Les taxes ordures ménagères

Pour financer leur service de gestion des déchets, les communes et intercommunalités ont le choix entre trois modes de financement : les recettes de leur budget général, la taxe d'enlèvement des ordures ménagères (TEOM) et la redevance d'enlèvement des ordures ménagères (REOM). La TEOM applicable dans 70 % des communes est une taxe annexe à la taxe foncière et recouvrée par le biais du même avis d'imposition. Elle est donc établie au nom du propriétaire, mais ce dernier peut demander au locataire son remboursement, à l'exclusion des frais de gestion liés au recouvrement de cette taxe. Comme la taxe foncière, elle est assise sur la valeur locative du logement, mais peut comporter une partie incitative.
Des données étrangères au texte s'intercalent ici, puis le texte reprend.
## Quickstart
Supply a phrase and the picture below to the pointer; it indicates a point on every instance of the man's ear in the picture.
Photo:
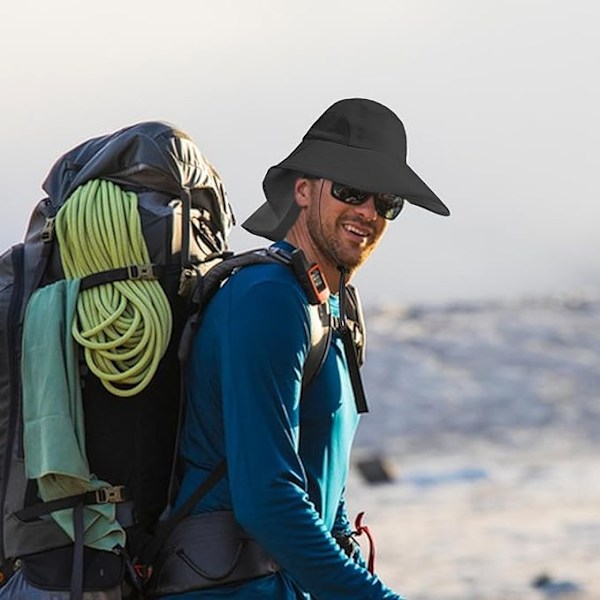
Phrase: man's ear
(302, 191)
Contrairement à la taxe d'enlèvement des ordures ménagères, la REOM, qui couvre 28 % des communes, est calculée en fonction de l'importance du service rendu et de la quantité de déchets produits. Elle peut être établie directement au nom de l'occupant. La valeur du logement n'entre pas en ligne de compte. Différents modes de tarification sont possibles. La redevance peut être fixée en fonction d'une quantité forfaitaire moyenne de déchets (par exemple, x euros pour une famille de 2 personnes, y euros pour une famille de 3) ou encore en fonction des déchets réellement produits (x euros la levée).

La taxe annuelle sur les logements vacants

Dans certaines communes de plus de 50.000 habitants, marquées par un fort déséquilibre entre l'offre et la demande, dont la liste est fixée par décret, les logements inoccupés depuis au moins un an et qui ne supportent pas la taxe d'habitation sont soumis à la taxe sur les logements vacants.

Assis sur la valeur locative du logement, son taux est de 12,5 % la première année puis de 25 % à partir de la deuxième. Cette taxe ne concerne que les logements habitables, dépourvus de meubles, dont l'inoccupation est volontaire. Elle n'est pas due pour un logement que vous avez mis en vente ou en location au prix du marché, et pour lequel vous ne trouvez aucun acquéreur ou locataire, ni pour un logement nécessitant d'importants travaux de remise en état ou encore pour un logement détenu en indivision et pour lequel vous ne pouvez pas prendre seul la décision de le vendre ou de le louer, surtout si le règlement de la succession se passe mal. Il vous suffit de fournir au fisc la preuve que l'inoccupation ne résulte pas de votre volonté pour être dégrevé.

La taxe d'habitation sur les logements vacants

Les communes situées en dehors du périmètre de la taxe annuelle sur les logements vacants peuvent voter une taxe d'habitation sur les logements vacants : son champ d'application est peu ou prou le même que celui de la taxe sur les logements vacants. Mais son taux, qui est voté par la commune, doit être identique à celui retenu pour la taxe d'habitation.

La surtaxe résidence secondaire

Depuis 2015, les communes situées sur le même périmètre que celui de la taxe sur les logements vacants peuvent instituer une majoration de la part de la taxe d'habitation qui leur revient. Cette surtaxe ne concerne que les logements autres que ceux destinés à l'habitation principale : résidences secondaires et logements destinés à la location meublée de courte durée. Les personnes disposant de plusieurs logements meublés non affectés à leur habitation principale en sont redevables pour chacun des logements concernés. Initialement fixée à 20 %, cette majoration peut varier entre 5 % et 60 %.

L'administration fiscale vient d'indiquer que cette surtaxe pouvait s'appliquer aux logements détenus par des sociétés civiles immobilières, « à condition de ne pas être occupés par une personne morale, et sous réserve de ne pas être affectés à l'habitation principale de leur occupant » (réponse ministérielle Tabarot, JO Assemblée nationale du 8 septembre 2020).